© JUNGE FREIHEIT Verlag GmbH & Co. www.jungefreiheit.de 51/18 / 14. Dezember 2018

Hand in Hand ins Wunderland
CDU: Die Partei setzt auf das „Weiter so“ / Neuer Generalsekretär soll Konservative versöhnen
Hinrich Rohbohm

Die Reaktionen ließen nicht lange auf sich warten. „Das war’s für mich, dieser Partei ist nicht mehr zu helfen“, kündigt ein Mitglied in einer unionsinternen WhatsApp-Gruppe seinen Austritt aus der CDU an. Das war am vergangenen Freitagabend. Gerade hatte Annegret Kramp-Karrenbauer auf dem CDU-Bundesparteitag in Hamburg die Stichwahl gegen ihren Kontrahenten Friedrich Merz mit 517 zu 482 Stimmen denkbar knapp für sich entschieden. Weitere Austritte sollten kurze Zeit später folgen. 
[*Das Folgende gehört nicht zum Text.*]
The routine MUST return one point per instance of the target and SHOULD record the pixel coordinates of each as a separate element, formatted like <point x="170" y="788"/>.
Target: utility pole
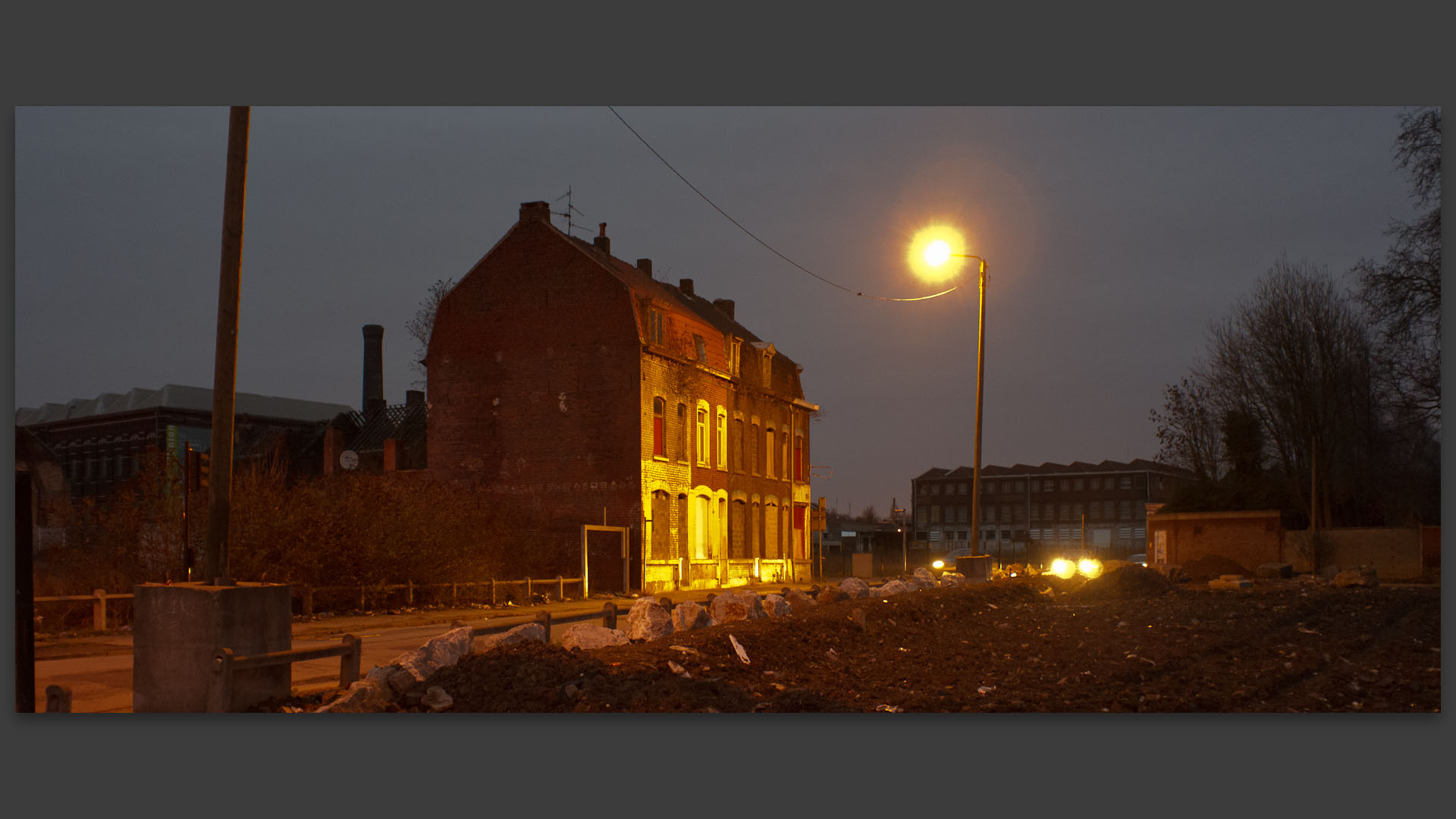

Entsetzte Gesichter bei den CDU-Konservativen. Fassungslosigkeit darüber, daß es für ihren Wunschkandidaten Friedrich Merz nicht reichte. Erleichterung dagegen unter den Merkel-Fans der Partei. Vielen von ihnen war während der Stimmenauszählung die Verzweiflung und Hilflosigkeit anzusehen. Selbst Angela Merkels Gesichtszüge entgleiten in dieser Phase und lassen jegliche Souveränität vermissen. Sie verschanzt sich hinter der weißen Pappe, die jeder Delegierte auf seinem Tisch stehen hat, um die geheime Wahl sicherzustellen. Nur die Augen der Kanzlerin wagen sich aus der Deckung, blicken vorsichtig über die weiße Schutzwand, hinunter in die Delegiertenreihen. Es sind Blicke voller Fragen: Stehen meine Truppen noch? 

Wenige Minuten später erhält sie Gewißheit. Sie stehen. Noch. Noch einmal kann sie die personellen Weichen stellen, noch einmal Chefin sein, ehe sie die Strippen des Parteiapparates anderen überlassen muß. „Es war mir eine Freude. Es war mir eine Ehre.“ Mit diesen Worten beendet sie ihre 18 Jahre dauernde Ära, in der sich die CDU wie unter keinem anderen Vorsitzenden von ihrem Markenkern entfremdet hat. Noch einmal brandet Applaus auf. Neun Minuten, 13 Sekunden. Applaus, den es bei einer erneuten Kandidatur nicht gegeben hätte. 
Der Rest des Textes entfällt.